A Conservative Dresser with Radical Effects

Raleigh, NC - "This dresser has moxie. Actually, I'll tell you, I don't think I'm going out on a limb when I suggest that moxie itself may be made out of the same material as this dresser." Such is the uttering of the latest Rotter uber star, Tobin "Less Finesse, More Collision" Smith, about his newly purchased dresser. "People don't realize the power of a piece of furniture like this," commented Matt "Tan on One Arm" Manning, who helped Smith pick it up the other day. "Not only does it really tie a room together, it seems to unite all the room with a spirit of virility I've not heretofore witnessed. And I should know a thing or two about virility, why just yesterday I tore this sleeve clean off my shirt in one attempt. I mean, sure, it had a starter tear and all, but, still, lesser men would have had to try twice, maybe three times, and even then, would the tear be THIS clean?! That is rhetorical, but I'll answer you anyway - no, it would not." It was unsure whom exactly Manning was trying to convince, as he stood with a rather pleading expression and pointed to his one torn sleeve.

The dresser is a one-of-kind piece carved in the likeness of Ann Coulter. "I used to be a Nancy boy, bleeding heart, health-care this, let's-find-a-tree-to-hug that until I came across this dresser," explained Smith. "It sounds strange, but this dresser not only filled the vacancy in my room but in my life as well." It may not be so far-fetched, defends team masseuse and spiritual advisor, Aly "Bono Deserves Pampering" Khalifa. "Tobin was always kind of a sissy before now. I mean, he never used actual cuss words, instead he used softened phrases, like Mother Hubbard and dog gone, you, bumface. Once, I even saw him apologize to a soccer ball because he thought he might have kicked it too hard. But now, wow, his cussing has really improved. And he's not afraid to plough right into someone, even if he misses the ball completely. In fact, I'd say everything but his actual soccer game has really come quite a long way."
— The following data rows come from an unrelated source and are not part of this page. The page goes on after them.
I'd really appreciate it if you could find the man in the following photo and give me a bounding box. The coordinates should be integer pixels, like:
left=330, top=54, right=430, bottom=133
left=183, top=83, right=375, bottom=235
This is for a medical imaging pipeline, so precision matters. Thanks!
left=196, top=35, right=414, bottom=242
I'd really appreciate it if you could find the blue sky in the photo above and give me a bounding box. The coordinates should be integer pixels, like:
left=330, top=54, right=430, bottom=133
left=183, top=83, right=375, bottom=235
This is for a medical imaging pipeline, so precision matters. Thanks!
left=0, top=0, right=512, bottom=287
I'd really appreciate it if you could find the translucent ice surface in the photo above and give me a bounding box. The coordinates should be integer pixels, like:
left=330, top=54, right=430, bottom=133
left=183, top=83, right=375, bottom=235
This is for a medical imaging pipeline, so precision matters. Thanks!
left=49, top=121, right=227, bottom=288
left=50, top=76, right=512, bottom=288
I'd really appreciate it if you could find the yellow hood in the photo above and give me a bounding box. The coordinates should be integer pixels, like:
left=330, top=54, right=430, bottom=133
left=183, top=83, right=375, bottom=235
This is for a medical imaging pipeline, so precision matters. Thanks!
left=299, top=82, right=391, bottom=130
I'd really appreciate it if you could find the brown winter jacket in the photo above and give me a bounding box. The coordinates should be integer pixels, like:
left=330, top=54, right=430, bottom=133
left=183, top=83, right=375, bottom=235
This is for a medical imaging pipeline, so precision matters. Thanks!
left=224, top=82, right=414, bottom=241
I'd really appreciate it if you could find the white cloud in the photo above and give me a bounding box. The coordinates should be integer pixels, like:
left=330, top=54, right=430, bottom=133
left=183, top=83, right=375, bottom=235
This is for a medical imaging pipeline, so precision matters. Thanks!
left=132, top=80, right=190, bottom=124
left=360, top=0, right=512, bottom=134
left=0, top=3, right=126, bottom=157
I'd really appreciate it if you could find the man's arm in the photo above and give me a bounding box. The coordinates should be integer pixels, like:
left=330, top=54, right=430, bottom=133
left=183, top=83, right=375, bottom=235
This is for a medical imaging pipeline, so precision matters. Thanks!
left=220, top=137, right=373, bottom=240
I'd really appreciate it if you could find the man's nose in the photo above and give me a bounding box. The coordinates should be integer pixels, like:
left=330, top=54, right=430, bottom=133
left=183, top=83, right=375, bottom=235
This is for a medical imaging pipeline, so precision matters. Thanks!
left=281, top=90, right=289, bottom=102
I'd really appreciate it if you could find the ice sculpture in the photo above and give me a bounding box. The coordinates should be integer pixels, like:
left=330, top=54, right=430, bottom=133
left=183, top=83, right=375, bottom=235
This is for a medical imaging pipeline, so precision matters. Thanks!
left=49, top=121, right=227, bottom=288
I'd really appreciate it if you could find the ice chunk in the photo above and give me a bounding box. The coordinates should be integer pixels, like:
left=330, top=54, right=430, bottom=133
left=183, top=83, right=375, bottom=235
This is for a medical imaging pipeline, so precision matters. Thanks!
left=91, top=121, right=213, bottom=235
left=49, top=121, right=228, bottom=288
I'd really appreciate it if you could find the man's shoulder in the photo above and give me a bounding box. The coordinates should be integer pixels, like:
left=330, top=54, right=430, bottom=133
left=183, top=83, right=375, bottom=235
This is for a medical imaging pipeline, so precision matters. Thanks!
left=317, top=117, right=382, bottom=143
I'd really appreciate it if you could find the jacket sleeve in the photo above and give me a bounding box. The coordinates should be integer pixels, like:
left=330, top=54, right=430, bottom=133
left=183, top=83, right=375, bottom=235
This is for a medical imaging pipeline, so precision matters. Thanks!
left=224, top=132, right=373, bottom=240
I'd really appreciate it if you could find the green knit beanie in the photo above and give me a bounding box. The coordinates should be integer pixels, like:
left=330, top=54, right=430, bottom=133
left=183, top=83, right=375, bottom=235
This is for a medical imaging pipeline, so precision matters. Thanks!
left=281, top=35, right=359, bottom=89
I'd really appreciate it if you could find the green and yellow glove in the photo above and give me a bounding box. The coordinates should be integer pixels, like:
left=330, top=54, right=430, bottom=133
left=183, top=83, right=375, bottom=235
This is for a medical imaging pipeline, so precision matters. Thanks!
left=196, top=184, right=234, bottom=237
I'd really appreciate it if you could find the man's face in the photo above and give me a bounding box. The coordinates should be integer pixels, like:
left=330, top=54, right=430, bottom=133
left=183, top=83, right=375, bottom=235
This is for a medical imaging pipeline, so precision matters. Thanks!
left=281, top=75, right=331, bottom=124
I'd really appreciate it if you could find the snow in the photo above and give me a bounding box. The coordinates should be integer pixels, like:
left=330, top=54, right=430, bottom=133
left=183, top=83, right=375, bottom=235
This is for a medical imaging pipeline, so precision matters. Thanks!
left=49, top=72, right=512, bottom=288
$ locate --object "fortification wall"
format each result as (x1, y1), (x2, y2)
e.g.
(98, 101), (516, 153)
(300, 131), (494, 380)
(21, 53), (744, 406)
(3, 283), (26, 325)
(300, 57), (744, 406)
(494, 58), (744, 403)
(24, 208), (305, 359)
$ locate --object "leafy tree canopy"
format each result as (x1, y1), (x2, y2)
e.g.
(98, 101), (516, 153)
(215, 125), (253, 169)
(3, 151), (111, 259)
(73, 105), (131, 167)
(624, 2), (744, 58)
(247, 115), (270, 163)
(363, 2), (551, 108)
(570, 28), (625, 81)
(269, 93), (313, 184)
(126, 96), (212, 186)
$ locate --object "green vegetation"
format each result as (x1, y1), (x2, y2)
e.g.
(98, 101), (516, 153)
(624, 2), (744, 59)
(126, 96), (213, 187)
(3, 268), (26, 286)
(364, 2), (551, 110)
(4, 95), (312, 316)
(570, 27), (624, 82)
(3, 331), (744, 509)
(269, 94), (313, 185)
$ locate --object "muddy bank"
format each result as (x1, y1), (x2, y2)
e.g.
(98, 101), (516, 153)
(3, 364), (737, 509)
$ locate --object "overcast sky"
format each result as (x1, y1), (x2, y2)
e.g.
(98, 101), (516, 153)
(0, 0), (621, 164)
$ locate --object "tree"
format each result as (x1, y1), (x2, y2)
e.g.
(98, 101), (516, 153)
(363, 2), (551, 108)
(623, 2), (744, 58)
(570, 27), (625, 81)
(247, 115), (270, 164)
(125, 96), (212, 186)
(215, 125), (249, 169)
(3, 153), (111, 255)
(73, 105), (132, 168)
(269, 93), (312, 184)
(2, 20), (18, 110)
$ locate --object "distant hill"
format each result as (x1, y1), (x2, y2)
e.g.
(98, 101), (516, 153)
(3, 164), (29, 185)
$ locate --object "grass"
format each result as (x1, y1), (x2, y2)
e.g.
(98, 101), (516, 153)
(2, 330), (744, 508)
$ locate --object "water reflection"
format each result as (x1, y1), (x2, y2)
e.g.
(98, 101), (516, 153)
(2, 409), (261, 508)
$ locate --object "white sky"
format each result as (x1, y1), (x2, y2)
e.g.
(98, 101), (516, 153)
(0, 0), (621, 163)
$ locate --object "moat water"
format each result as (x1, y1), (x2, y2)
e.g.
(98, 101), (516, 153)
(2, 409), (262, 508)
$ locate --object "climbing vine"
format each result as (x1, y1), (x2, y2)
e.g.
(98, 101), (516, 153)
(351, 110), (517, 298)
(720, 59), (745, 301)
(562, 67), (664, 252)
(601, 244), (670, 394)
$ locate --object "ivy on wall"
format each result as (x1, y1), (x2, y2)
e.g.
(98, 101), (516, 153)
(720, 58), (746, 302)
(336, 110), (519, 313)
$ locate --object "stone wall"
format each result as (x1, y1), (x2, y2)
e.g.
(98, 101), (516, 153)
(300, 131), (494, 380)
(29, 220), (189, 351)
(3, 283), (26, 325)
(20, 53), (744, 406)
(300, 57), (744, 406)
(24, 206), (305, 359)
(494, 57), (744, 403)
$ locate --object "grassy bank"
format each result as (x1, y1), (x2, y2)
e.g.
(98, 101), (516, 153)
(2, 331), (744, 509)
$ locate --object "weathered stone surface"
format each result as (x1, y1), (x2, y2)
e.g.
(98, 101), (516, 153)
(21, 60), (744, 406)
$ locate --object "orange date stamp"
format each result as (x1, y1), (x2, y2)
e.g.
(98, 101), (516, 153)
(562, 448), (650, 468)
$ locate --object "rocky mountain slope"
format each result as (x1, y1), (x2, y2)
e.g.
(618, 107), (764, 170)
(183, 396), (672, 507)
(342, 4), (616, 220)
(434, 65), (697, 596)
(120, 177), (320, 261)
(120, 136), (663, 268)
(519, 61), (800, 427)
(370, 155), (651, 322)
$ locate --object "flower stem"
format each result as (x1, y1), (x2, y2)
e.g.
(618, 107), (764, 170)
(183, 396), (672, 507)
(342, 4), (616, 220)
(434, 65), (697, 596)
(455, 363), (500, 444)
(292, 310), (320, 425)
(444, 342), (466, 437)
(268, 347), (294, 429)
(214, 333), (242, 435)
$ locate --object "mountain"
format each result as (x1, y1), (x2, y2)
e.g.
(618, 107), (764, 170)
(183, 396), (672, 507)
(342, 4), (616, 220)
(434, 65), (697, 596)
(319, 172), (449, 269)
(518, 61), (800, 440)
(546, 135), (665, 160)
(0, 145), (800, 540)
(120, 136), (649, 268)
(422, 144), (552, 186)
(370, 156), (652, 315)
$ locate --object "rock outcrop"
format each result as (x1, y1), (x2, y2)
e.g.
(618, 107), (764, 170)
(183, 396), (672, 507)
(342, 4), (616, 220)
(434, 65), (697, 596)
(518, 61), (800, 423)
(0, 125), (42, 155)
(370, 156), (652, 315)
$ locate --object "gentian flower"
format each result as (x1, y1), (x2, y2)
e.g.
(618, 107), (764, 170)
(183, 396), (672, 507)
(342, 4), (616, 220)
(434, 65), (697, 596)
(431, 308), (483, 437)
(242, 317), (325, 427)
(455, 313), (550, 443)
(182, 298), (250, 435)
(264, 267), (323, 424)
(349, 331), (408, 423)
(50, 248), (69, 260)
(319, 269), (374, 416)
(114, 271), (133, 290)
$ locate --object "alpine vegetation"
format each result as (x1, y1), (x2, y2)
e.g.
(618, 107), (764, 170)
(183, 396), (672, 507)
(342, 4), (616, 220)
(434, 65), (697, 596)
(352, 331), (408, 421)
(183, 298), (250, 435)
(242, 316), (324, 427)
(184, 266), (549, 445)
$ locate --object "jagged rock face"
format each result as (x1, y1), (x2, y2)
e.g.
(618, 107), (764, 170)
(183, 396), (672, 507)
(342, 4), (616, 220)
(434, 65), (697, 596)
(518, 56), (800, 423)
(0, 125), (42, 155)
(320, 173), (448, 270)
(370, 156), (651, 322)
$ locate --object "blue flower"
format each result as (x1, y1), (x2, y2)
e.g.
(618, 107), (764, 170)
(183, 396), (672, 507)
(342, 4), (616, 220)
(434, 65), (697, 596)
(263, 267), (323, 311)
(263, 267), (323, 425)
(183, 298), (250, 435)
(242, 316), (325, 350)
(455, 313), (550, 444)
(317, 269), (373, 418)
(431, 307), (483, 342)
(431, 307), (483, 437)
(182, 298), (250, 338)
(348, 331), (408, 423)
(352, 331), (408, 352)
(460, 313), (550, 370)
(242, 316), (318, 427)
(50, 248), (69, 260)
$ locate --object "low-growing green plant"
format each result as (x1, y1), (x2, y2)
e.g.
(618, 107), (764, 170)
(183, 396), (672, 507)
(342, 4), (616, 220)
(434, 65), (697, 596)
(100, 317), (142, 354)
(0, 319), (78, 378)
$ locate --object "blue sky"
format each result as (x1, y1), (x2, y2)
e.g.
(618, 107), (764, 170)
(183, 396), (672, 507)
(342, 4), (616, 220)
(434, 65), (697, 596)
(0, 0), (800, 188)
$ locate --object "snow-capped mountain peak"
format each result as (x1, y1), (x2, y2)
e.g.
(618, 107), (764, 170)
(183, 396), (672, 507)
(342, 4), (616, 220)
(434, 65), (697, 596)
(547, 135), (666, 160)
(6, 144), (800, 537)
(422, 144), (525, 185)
All this growth does not come without concern. Increasingly, Smith has been seen around town with the dresser in tow. We caught up with him at the Sheetz on New Bern Ave. where he and the Coulter dresser were waiting for their MTOs. "People make fun of what they don't understand," dismissed Smith as he flashed a knowing smile to the dresser and pulled it closer. "We have a special relationship, and if people want to be bitches and not get it, hell with 'em. They can go eat sprout sandwiches and kiss Michael Moore's ass. Ann [Smith calls the dresser by her first name] has really opened my eyes. My Casper Milquetoast days are over."

What does all this have to do with Rotter soccer? "Very little," replied the Coulter dresser. "You got a problem with that?"